Bundu ha scritto che la battagliola a manca è volata via, lasciando buchi importanti nella coperta, mentre l’acqua entrava da sotto e da sopra. In tutto, ha detto, i naufraghi erano 12. Una nave di Open Arms con i gommoni ha raggiunto il gruppo e lo ha portato sulla nave madre, dove le persone soccorse hanno ricevuto l’uniforme dell’organizzazione, fatto una doccia anche calda e lavato i vestiti prima di metterli ad asciugare.
Il salvataggio arriva mentre la spedizione era già sotto pressione. Bundu ha detto di far parte del gruppo intercettato dalla marina israeliana e ha scritto che “ieri era il primo giorno di tormenta”, la tempesta che ha travolto la Trinidad mentre navigava nel Mediterraneo.
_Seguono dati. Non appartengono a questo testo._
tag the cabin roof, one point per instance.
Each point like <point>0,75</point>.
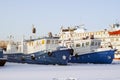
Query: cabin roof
<point>41,38</point>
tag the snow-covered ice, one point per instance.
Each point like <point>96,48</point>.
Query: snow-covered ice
<point>16,71</point>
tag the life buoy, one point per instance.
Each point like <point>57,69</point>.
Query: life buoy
<point>76,55</point>
<point>49,53</point>
<point>32,57</point>
<point>23,58</point>
<point>71,52</point>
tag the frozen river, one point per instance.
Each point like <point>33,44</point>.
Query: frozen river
<point>15,71</point>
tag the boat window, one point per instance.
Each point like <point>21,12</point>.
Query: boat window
<point>96,43</point>
<point>52,41</point>
<point>92,43</point>
<point>77,45</point>
<point>56,41</point>
<point>87,43</point>
<point>48,41</point>
<point>83,45</point>
<point>117,39</point>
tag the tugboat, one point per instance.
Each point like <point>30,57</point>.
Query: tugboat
<point>2,60</point>
<point>45,50</point>
<point>86,49</point>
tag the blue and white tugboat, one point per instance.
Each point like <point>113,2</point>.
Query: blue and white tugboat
<point>2,60</point>
<point>45,50</point>
<point>87,49</point>
<point>38,51</point>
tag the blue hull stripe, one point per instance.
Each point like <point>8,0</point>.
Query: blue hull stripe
<point>103,57</point>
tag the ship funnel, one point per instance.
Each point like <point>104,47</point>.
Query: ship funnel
<point>50,34</point>
<point>33,29</point>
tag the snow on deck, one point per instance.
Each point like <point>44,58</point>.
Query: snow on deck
<point>16,71</point>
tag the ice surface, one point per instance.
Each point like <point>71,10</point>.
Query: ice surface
<point>15,71</point>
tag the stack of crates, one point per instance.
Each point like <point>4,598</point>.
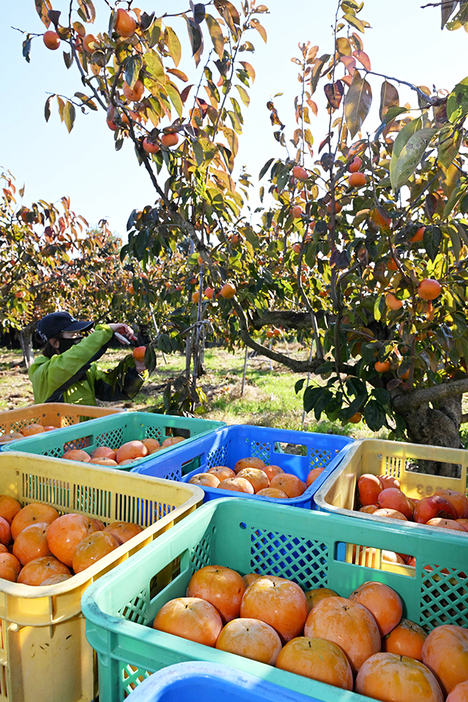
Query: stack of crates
<point>44,655</point>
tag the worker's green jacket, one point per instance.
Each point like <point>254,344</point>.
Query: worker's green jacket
<point>49,375</point>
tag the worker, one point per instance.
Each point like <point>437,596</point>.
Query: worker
<point>67,371</point>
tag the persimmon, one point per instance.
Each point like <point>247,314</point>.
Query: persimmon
<point>394,498</point>
<point>313,475</point>
<point>90,43</point>
<point>37,570</point>
<point>92,548</point>
<point>32,429</point>
<point>297,211</point>
<point>348,624</point>
<point>103,452</point>
<point>9,507</point>
<point>150,147</point>
<point>222,586</point>
<point>445,652</point>
<point>459,693</point>
<point>406,639</point>
<point>357,180</point>
<point>131,450</point>
<point>170,139</point>
<point>205,480</point>
<point>250,638</point>
<point>300,173</point>
<point>228,291</point>
<point>56,579</point>
<point>279,602</point>
<point>103,461</point>
<point>152,445</point>
<point>249,462</point>
<point>271,470</point>
<point>51,40</point>
<point>10,567</point>
<point>319,593</point>
<point>31,543</point>
<point>419,235</point>
<point>382,601</point>
<point>237,485</point>
<point>66,532</point>
<point>76,455</point>
<point>134,93</point>
<point>125,25</point>
<point>392,678</point>
<point>318,659</point>
<point>222,472</point>
<point>275,493</point>
<point>35,512</point>
<point>393,302</point>
<point>191,618</point>
<point>288,483</point>
<point>389,481</point>
<point>256,477</point>
<point>382,366</point>
<point>429,289</point>
<point>123,531</point>
<point>355,165</point>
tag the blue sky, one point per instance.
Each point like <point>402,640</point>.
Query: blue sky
<point>405,42</point>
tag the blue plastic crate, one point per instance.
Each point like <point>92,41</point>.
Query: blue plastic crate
<point>186,682</point>
<point>113,431</point>
<point>295,452</point>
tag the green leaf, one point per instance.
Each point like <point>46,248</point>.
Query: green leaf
<point>69,115</point>
<point>457,102</point>
<point>175,98</point>
<point>388,98</point>
<point>196,39</point>
<point>173,45</point>
<point>154,66</point>
<point>244,95</point>
<point>403,165</point>
<point>357,103</point>
<point>42,9</point>
<point>216,35</point>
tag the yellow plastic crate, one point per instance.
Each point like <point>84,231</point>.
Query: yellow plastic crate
<point>44,654</point>
<point>338,492</point>
<point>57,414</point>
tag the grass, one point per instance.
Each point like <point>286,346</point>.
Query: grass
<point>267,399</point>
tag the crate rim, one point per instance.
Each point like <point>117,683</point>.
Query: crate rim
<point>392,527</point>
<point>34,592</point>
<point>371,518</point>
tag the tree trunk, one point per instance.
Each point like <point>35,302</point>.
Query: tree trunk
<point>26,339</point>
<point>438,426</point>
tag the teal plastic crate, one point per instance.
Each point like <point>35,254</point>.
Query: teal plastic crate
<point>115,430</point>
<point>187,682</point>
<point>267,539</point>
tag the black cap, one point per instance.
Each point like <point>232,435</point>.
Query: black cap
<point>57,322</point>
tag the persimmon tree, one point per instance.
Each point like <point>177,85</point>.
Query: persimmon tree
<point>360,244</point>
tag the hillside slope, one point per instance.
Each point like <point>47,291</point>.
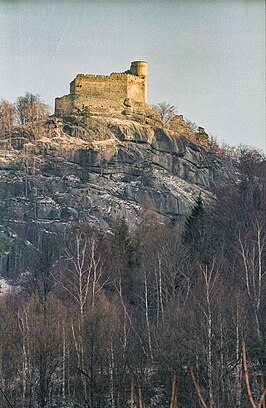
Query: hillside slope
<point>92,170</point>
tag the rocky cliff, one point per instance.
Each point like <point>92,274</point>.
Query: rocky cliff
<point>92,170</point>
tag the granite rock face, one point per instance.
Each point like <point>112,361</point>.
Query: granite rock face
<point>94,171</point>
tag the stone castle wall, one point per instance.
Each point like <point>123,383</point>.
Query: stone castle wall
<point>100,92</point>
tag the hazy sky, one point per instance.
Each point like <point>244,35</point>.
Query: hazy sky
<point>207,58</point>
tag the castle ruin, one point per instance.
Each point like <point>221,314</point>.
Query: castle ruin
<point>119,92</point>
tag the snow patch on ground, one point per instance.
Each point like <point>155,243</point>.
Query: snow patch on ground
<point>5,288</point>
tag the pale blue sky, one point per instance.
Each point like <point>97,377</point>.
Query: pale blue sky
<point>207,58</point>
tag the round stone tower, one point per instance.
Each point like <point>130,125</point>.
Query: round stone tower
<point>139,68</point>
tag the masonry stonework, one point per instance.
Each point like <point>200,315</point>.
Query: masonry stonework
<point>117,92</point>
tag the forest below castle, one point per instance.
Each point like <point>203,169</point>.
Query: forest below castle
<point>161,315</point>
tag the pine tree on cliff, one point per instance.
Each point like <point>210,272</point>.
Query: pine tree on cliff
<point>193,230</point>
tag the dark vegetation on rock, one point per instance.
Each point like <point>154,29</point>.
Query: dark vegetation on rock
<point>135,247</point>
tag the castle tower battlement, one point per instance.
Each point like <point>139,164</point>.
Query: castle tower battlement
<point>113,93</point>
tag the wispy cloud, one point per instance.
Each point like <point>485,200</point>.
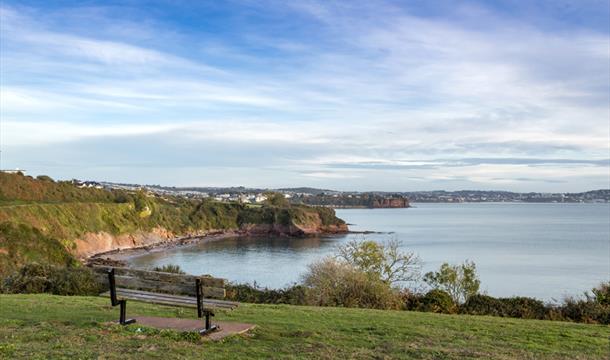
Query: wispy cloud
<point>351,95</point>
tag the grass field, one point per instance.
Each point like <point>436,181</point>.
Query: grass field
<point>47,326</point>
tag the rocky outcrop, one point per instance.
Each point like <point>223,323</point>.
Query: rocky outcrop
<point>310,225</point>
<point>391,203</point>
<point>95,243</point>
<point>92,244</point>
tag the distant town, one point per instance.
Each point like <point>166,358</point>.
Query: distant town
<point>338,199</point>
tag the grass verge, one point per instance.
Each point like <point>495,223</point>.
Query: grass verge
<point>48,326</point>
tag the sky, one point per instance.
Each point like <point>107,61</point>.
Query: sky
<point>347,95</point>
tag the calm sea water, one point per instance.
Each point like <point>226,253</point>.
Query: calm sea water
<point>546,251</point>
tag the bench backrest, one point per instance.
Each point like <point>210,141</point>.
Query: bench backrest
<point>154,281</point>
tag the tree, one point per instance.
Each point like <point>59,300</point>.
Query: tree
<point>383,261</point>
<point>460,281</point>
<point>276,199</point>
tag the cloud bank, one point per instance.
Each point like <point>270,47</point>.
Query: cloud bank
<point>355,96</point>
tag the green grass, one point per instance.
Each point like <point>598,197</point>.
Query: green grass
<point>46,326</point>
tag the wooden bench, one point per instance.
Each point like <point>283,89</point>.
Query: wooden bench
<point>204,293</point>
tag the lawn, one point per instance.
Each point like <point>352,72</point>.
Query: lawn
<point>47,326</point>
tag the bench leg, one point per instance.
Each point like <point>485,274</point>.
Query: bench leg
<point>122,320</point>
<point>208,324</point>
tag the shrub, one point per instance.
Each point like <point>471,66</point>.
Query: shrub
<point>382,261</point>
<point>293,295</point>
<point>483,305</point>
<point>601,294</point>
<point>524,308</point>
<point>517,307</point>
<point>460,281</point>
<point>587,311</point>
<point>38,278</point>
<point>437,301</point>
<point>333,283</point>
<point>170,268</point>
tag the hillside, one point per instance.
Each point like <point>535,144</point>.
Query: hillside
<point>44,220</point>
<point>46,326</point>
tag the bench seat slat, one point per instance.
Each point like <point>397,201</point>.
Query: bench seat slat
<point>167,299</point>
<point>176,297</point>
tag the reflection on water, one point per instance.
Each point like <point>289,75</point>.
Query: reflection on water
<point>541,250</point>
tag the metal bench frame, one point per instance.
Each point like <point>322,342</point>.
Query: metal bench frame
<point>114,301</point>
<point>202,311</point>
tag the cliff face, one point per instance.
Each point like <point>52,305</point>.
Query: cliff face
<point>54,222</point>
<point>94,243</point>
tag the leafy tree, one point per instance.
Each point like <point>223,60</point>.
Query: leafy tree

Una volta a bordo della nave madre di Open Arms, i naufraghi sono stati sistemati in cuccette con turni di quattro ore a testa, mentre altre persone soccorse salivano a bordo.
La sequenza lascia una realtà chiara: la Trinidad non ha retto la tempesta e la traversata si è trasformata in un’operazione di recupero in mare aperto. Bundu lo ha detto senza giri di parole: “La Trinidad è affondata”, e ora il gruppo attende un porto di sbarco.